Le nouveau locataire de la Casa de Nariño, qui prêtera serment le 7 août, devra faire face à des défis nationaux majeurs tels que la pauvreté, l'inflation, l'amélioration de la gouvernance démocratique, l'environnement, l'immigration vénézuélienne et la violence dans les rues. Selon le juriste constitutionnel Rodrigo Uprimny, il existe sept défis majeurs que le futur président devra relever lors de la prochaine législature, mais tous n'ont pas la même importance : "Le premier défi que le prochain président devra relever est la gouvernance démocratique".

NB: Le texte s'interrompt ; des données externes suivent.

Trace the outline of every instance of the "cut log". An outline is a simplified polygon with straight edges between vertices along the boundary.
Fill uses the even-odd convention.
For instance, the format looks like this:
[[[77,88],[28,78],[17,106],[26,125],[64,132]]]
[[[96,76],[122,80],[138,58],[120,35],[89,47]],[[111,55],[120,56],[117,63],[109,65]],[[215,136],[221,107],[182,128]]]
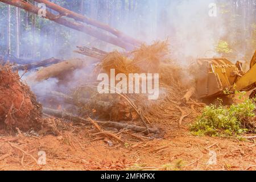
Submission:
[[[102,60],[108,54],[108,52],[104,52],[96,48],[90,48],[86,46],[77,46],[77,47],[79,50],[75,51],[75,52],[96,58],[98,60]]]
[[[77,116],[72,115],[71,113],[65,113],[60,110],[54,110],[49,108],[44,107],[43,109],[43,112],[46,114],[56,117],[59,118],[65,118],[74,123],[91,123],[89,119],[82,118]],[[134,125],[128,125],[122,123],[118,123],[111,121],[95,121],[95,122],[99,125],[104,127],[114,127],[118,129],[131,130],[135,132],[143,133],[145,134],[150,133],[158,134],[159,131],[157,129],[148,128],[148,129],[144,127]]]
[[[59,92],[49,92],[47,93],[47,96],[52,97],[56,100],[61,100],[66,104],[74,105],[77,106],[81,106],[81,105],[93,106],[94,107],[93,108],[94,109],[100,110],[101,112],[109,113],[113,106],[113,104],[110,102],[94,101],[85,98],[81,98],[79,101],[77,101],[74,100],[73,97]]]
[[[28,77],[26,81],[28,82],[38,82],[47,80],[51,77],[56,77],[63,73],[65,73],[85,66],[85,62],[79,59],[63,61],[44,68]]]
[[[36,61],[35,60],[22,59],[17,58],[14,56],[3,56],[0,55],[0,60],[3,61],[4,63],[9,61],[11,64],[26,64]]]
[[[96,20],[89,18],[84,15],[79,14],[78,13],[63,8],[55,3],[49,2],[47,0],[34,0],[38,3],[43,3],[46,5],[46,6],[57,12],[59,12],[61,15],[65,15],[65,16],[73,18],[76,20],[88,24],[93,26],[94,27],[105,30],[119,38],[121,40],[129,43],[134,46],[139,47],[142,43],[138,40],[136,40],[131,37],[130,37],[123,33],[120,32],[117,29],[110,27],[108,24],[99,22]]]
[[[0,2],[19,7],[36,15],[38,14],[38,12],[40,10],[40,8],[21,0],[0,0]],[[125,42],[118,38],[110,36],[107,34],[103,33],[100,31],[93,28],[89,26],[86,26],[77,22],[71,22],[61,18],[61,15],[56,16],[52,13],[46,11],[46,16],[44,18],[67,27],[87,34],[101,40],[120,47],[127,51],[133,50],[136,47],[132,44]]]
[[[46,67],[51,64],[57,64],[64,61],[63,60],[55,59],[52,57],[43,61],[32,63],[31,64],[27,64],[24,65],[20,65],[13,67],[13,70],[29,70],[31,69],[36,68],[40,67]]]

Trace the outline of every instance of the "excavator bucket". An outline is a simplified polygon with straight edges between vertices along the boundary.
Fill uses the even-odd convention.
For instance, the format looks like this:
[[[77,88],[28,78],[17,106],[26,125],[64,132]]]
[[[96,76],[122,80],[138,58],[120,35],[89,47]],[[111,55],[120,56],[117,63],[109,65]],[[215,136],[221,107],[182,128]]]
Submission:
[[[234,86],[236,90],[241,90],[251,85],[250,88],[255,88],[256,86],[256,51],[251,59],[250,69],[240,79]]]

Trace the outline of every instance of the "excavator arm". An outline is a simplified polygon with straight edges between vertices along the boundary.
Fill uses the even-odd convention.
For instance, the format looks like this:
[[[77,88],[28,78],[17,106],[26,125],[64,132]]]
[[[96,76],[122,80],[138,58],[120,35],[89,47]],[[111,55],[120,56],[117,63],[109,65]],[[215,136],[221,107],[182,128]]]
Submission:
[[[251,59],[250,70],[245,73],[235,84],[236,90],[241,90],[253,84],[256,86],[256,50]],[[254,86],[253,88],[255,88]]]

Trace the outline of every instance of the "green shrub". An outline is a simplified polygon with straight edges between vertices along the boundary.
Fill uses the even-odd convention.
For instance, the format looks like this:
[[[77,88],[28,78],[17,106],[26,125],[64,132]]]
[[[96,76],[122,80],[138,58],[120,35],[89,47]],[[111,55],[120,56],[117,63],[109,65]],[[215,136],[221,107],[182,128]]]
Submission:
[[[228,136],[245,133],[248,131],[245,126],[255,116],[255,108],[254,101],[250,99],[230,106],[207,106],[190,126],[190,130],[197,136]]]

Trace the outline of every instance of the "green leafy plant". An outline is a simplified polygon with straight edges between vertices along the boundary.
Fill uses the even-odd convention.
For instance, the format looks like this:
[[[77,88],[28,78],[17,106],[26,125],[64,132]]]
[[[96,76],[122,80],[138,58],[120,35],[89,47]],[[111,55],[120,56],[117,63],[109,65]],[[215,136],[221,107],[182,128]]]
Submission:
[[[190,130],[197,136],[240,135],[248,131],[247,123],[255,116],[255,108],[254,101],[249,98],[230,106],[210,105],[204,109]]]

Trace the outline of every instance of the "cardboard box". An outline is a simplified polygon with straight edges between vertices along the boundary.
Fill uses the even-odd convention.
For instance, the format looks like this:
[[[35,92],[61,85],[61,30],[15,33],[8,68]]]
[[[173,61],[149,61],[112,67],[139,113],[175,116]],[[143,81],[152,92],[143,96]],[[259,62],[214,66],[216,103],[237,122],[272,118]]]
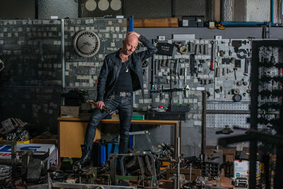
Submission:
[[[234,178],[248,178],[249,172],[250,172],[250,162],[248,161],[234,161]],[[259,161],[257,161],[256,164],[256,179],[258,180],[260,178],[260,173],[261,170],[260,168],[261,167],[261,163]]]
[[[248,178],[249,168],[248,161],[234,161],[234,178]]]
[[[79,118],[79,106],[61,106],[61,117]]]

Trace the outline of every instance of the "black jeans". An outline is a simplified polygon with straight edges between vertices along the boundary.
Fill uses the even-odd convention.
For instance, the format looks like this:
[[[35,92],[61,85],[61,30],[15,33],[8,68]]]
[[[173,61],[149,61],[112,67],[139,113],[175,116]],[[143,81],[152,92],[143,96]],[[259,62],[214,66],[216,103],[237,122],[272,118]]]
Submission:
[[[104,104],[111,111],[117,109],[119,110],[120,125],[119,153],[127,153],[129,143],[129,131],[131,126],[133,110],[132,95],[126,96],[114,95],[110,99],[105,100]],[[93,144],[97,126],[99,125],[100,120],[107,115],[108,115],[108,113],[98,109],[96,109],[91,115],[84,138],[84,145],[86,145],[87,149],[89,149]]]

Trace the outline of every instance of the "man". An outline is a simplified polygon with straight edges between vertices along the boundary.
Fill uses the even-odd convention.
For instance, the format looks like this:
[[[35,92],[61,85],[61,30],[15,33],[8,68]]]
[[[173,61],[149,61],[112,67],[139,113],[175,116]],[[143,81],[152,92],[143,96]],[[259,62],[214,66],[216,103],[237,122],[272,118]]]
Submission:
[[[139,40],[147,50],[134,52]],[[144,36],[135,32],[127,34],[122,47],[108,55],[98,76],[96,109],[91,117],[86,129],[83,156],[75,163],[85,166],[91,161],[91,154],[96,127],[108,113],[103,110],[105,106],[113,111],[119,110],[120,123],[119,152],[127,153],[129,130],[133,109],[132,92],[142,89],[144,96],[142,62],[152,56],[157,49]]]

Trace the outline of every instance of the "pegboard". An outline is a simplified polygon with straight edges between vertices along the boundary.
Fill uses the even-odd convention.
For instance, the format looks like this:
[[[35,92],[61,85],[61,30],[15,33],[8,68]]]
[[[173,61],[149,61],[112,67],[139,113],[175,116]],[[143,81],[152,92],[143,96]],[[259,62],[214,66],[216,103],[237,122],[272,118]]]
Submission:
[[[207,109],[248,110],[251,43],[247,39],[154,40],[158,51],[144,68],[147,99],[142,101],[137,93],[136,107],[146,110],[150,105],[188,103],[188,118],[199,122],[202,108],[200,92],[205,90]],[[170,88],[175,91],[166,91]],[[248,115],[207,116],[207,127],[248,127]]]
[[[207,110],[249,110],[249,103],[216,102],[207,103]]]
[[[207,127],[224,127],[229,125],[232,128],[233,125],[242,128],[250,128],[247,123],[249,114],[207,114]]]

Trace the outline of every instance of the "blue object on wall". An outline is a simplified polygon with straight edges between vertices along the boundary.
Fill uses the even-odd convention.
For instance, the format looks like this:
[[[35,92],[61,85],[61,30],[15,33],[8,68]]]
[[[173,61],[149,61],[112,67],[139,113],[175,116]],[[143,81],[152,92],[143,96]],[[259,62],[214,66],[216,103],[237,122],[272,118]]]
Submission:
[[[129,18],[129,31],[134,31],[134,18]]]
[[[108,143],[107,144],[107,159],[109,158],[109,155],[112,153],[112,149],[113,147],[113,144]]]
[[[106,147],[100,146],[100,166],[106,161]]]

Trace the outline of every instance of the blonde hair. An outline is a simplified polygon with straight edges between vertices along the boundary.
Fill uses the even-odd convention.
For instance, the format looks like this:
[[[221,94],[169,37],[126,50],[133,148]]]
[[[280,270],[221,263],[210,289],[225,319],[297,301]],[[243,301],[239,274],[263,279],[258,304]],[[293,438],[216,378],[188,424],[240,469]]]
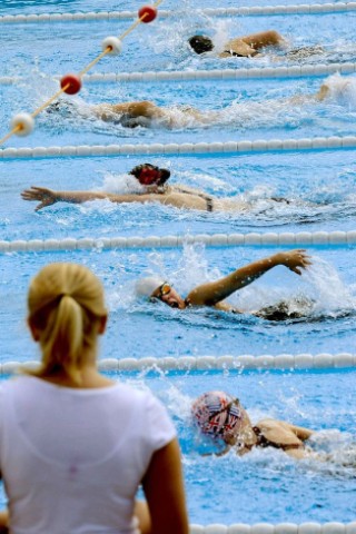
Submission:
[[[31,280],[28,313],[42,363],[27,373],[43,377],[61,370],[80,384],[86,350],[96,347],[100,318],[107,315],[100,280],[82,265],[50,264]]]

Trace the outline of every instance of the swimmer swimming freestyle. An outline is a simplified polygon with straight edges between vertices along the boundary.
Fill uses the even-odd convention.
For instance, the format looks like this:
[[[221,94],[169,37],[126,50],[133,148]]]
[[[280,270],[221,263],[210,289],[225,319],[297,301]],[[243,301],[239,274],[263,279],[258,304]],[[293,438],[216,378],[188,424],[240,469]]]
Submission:
[[[191,418],[201,434],[226,445],[218,455],[234,449],[241,456],[253,448],[273,447],[300,459],[308,456],[305,443],[315,433],[271,418],[261,419],[254,426],[240,400],[219,390],[200,395],[191,405]]]
[[[301,275],[303,270],[312,265],[312,259],[304,249],[277,253],[240,267],[215,281],[196,286],[188,293],[187,297],[181,297],[171,284],[159,277],[145,277],[137,280],[136,294],[139,297],[148,298],[152,303],[161,301],[170,308],[177,308],[180,310],[198,306],[207,306],[221,312],[244,314],[244,310],[229,304],[226,298],[233,295],[233,293],[248,286],[278,265],[287,267],[297,275]],[[251,315],[269,320],[300,317],[298,312],[290,313],[286,303],[283,303],[281,307],[278,305],[269,306],[254,312]]]
[[[168,185],[170,171],[150,164],[144,164],[129,171],[135,176],[141,189],[132,194],[113,194],[106,191],[55,191],[44,187],[32,186],[24,189],[23,200],[40,202],[34,210],[39,211],[56,202],[82,204],[90,200],[109,200],[116,204],[125,202],[159,202],[181,209],[199,211],[246,211],[251,208],[251,202],[234,197],[216,197],[199,189],[186,186]],[[273,202],[290,204],[289,200],[271,197]]]
[[[250,110],[246,109],[245,103],[234,102],[222,109],[199,110],[190,105],[176,105],[171,107],[157,106],[149,100],[138,100],[119,103],[99,103],[76,106],[69,100],[58,100],[47,108],[47,112],[62,113],[63,117],[79,115],[85,119],[96,117],[103,122],[110,122],[121,126],[122,128],[196,128],[208,127],[212,125],[230,125],[241,121],[241,126],[246,128],[247,116],[261,113],[266,107],[280,110],[281,106],[305,106],[309,103],[318,103],[328,98],[338,98],[347,95],[348,88],[353,83],[353,78],[344,78],[334,75],[327,78],[317,92],[310,95],[295,95],[293,97],[270,99],[265,101],[251,102]],[[233,107],[231,107],[233,106]],[[239,113],[241,106],[241,113]]]

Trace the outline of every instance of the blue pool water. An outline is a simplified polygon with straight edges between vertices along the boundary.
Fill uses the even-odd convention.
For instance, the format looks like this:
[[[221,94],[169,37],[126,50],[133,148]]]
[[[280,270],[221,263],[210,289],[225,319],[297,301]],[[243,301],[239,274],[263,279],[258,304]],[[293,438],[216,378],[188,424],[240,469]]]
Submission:
[[[270,4],[263,0],[258,4]],[[281,2],[276,2],[281,3]],[[294,3],[291,0],[284,3]],[[162,9],[175,9],[167,0]],[[205,7],[217,7],[207,0]],[[225,7],[234,6],[227,1]],[[138,2],[92,0],[12,1],[1,14],[132,10]],[[1,76],[21,77],[0,85],[2,134],[11,117],[31,111],[58,88],[55,75],[83,68],[107,34],[119,34],[130,21],[1,24]],[[176,16],[141,24],[127,40],[121,56],[106,58],[93,72],[147,70],[212,70],[303,65],[300,59],[268,51],[260,58],[218,60],[199,58],[187,38],[204,31],[224,40],[275,28],[287,48],[323,46],[308,63],[354,61],[355,13],[214,18],[196,2],[180,3]],[[92,31],[95,28],[95,31]],[[26,39],[26,41],[24,41]],[[343,98],[325,102],[314,95],[324,78],[199,80],[145,83],[86,83],[70,112],[39,116],[34,132],[11,138],[6,147],[210,142],[244,139],[287,139],[355,135],[356,77]],[[300,97],[294,100],[294,97]],[[175,109],[194,106],[219,110],[209,127],[125,129],[88,116],[88,106],[149,99]],[[65,99],[66,100],[66,99]],[[58,204],[36,212],[20,191],[31,185],[52,189],[127,192],[128,170],[149,160],[172,171],[171,184],[202,189],[217,197],[247,204],[235,212],[197,212],[161,205],[93,201]],[[83,158],[0,159],[0,239],[107,238],[131,236],[191,236],[249,231],[354,230],[356,219],[355,150],[229,154],[204,156],[116,156]],[[288,202],[277,202],[281,197]],[[281,247],[279,247],[281,248]],[[274,254],[276,247],[214,247],[186,244],[181,249],[116,249],[86,251],[11,253],[1,256],[1,362],[38,359],[26,327],[29,279],[49,261],[88,265],[103,281],[110,310],[102,358],[155,356],[240,356],[249,354],[353,353],[356,342],[355,247],[313,246],[313,267],[301,277],[279,267],[231,297],[246,313],[229,315],[211,309],[185,314],[161,304],[139,300],[135,280],[159,274],[182,294],[201,280],[226,275],[248,261]],[[299,319],[269,322],[251,312],[280,300],[301,310]],[[355,518],[355,369],[343,372],[186,372],[122,373],[113,378],[150,387],[172,416],[182,447],[188,506],[192,523],[257,523],[340,521]],[[243,458],[201,456],[211,446],[196,436],[189,418],[191,400],[206,389],[238,395],[254,422],[261,417],[291,421],[320,431],[312,446],[320,459],[294,462],[283,453],[257,451]],[[210,447],[210,448],[209,448]],[[270,498],[270,495],[274,498]],[[2,496],[4,503],[4,496]]]

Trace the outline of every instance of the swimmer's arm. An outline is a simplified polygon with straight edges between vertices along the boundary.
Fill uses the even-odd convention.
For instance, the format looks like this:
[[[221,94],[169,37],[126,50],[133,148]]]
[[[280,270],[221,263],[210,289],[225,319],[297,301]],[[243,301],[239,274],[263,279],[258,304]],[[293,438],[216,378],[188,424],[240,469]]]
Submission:
[[[243,39],[231,39],[229,42],[225,44],[224,52],[219,53],[219,58],[228,58],[234,56],[234,52],[238,56],[244,56],[246,58],[256,56],[258,52],[243,41]]]
[[[304,426],[291,425],[290,423],[284,423],[288,428],[301,441],[306,442],[309,437],[315,434],[315,431],[305,428]]]
[[[187,298],[192,306],[215,306],[277,265],[284,265],[297,275],[301,275],[301,270],[310,264],[309,256],[304,249],[278,253],[241,267],[219,280],[195,287]]]
[[[46,187],[32,186],[21,192],[23,200],[39,201],[34,208],[39,211],[42,208],[56,202],[82,204],[89,200],[110,200],[111,202],[147,202],[152,200],[162,201],[161,195],[116,195],[105,191],[53,191]]]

La campagne électorale a atteint des niveaux très élevés de polarisation idéologique, ce qui laisse penser que si l'un des deux candidats de gauche ou de droite, Gustavo Petro ou Federico Gutiérrez, remporte les élections, le camp perdant accusera les élections de "fraude". Outre la radicalisation politique et les faiblesses du système électoral colombien, il existe un troisième facteur : le multipartisme. Bien que, en principe, la présence de plusieurs partis différents soit bonne pour améliorer la qualité démocratique d'un pays et oblige les gouvernements à s'appuyer sur un consensus, cette caractéristique peut être problématique pour des pays comme la Colombie, qui ont un système très personnaliste. "La première tâche sera de construire et de réaliser une gouvernance respectueuse de la démocratie et de l'État de droit, car son échec risque d'ouvrir la porte à des tentations autoritaires", déclare Uprimny.
L'un des plus grands défis que devra relever le prochain président colombien est la situation de l'Accord de paix et l'augmentation de la violence paramilitaire. Selon Viviana García Pinzón, chercheuse à l'Institut Arnold Bergstraesser, cette situation est liée à la détérioration de la sécurité nationale due à l'augmentation de la violence des groupes armés échappant au contrôle de l'État. Selon la politologue colombienne, "une politique de sécurité qui reste bloquée sur ce qu'était le conflit avec les FARC, et qui ne cherche qu'à éliminer les meneurs, ne résout pas le problème", ajoutant que cette stratégie "conduit à plus de fragmentation et ne répond pas aux problèmes des gens sur le terrain".
La police et les forces armées colombiennes ont montré des signes de forte politisation et ont agi sans le consentement de l'État. En raison de ce revirement des forces de sécurité nationales, on parle de "violations des droits de l'homme et d'assassinats de civils dans le cadre d'opérations militaires et policières, y compris de mineurs", déclare Uprimny, ajoutant que "la police est totalement hors de contrôle, comme en témoignent la répression violente de l'agitation sociale et les déclarations véhémentes du commandant de l'armée, Eduardo E. Zapateiro, contre le candidat de l'opposition, Gustavo Petro". Face à cette situation, le nouveau locataire de la Casa de Nariño doit définir et mettre en œuvre une nouvelle politique de sécurité pour faire face au crime organisé et mettre fin aux assassinats commis par la police et l'armée, deux forces politisées et hors de contrôle.
Pour changer la situation, le nouveau gouvernement devra terminer la mise en œuvre de l'accord de paix, qui fonctionne déjà partiellement, mais avec "des éléments irréversibles tels que le système de vérité, de justice et de réparation", explique Uprimny, qui souligne que, malgré les difficultés, "le JEP progresse et révèle ou documente les atrocités commises tant par les FARC que par les forces de sécurité".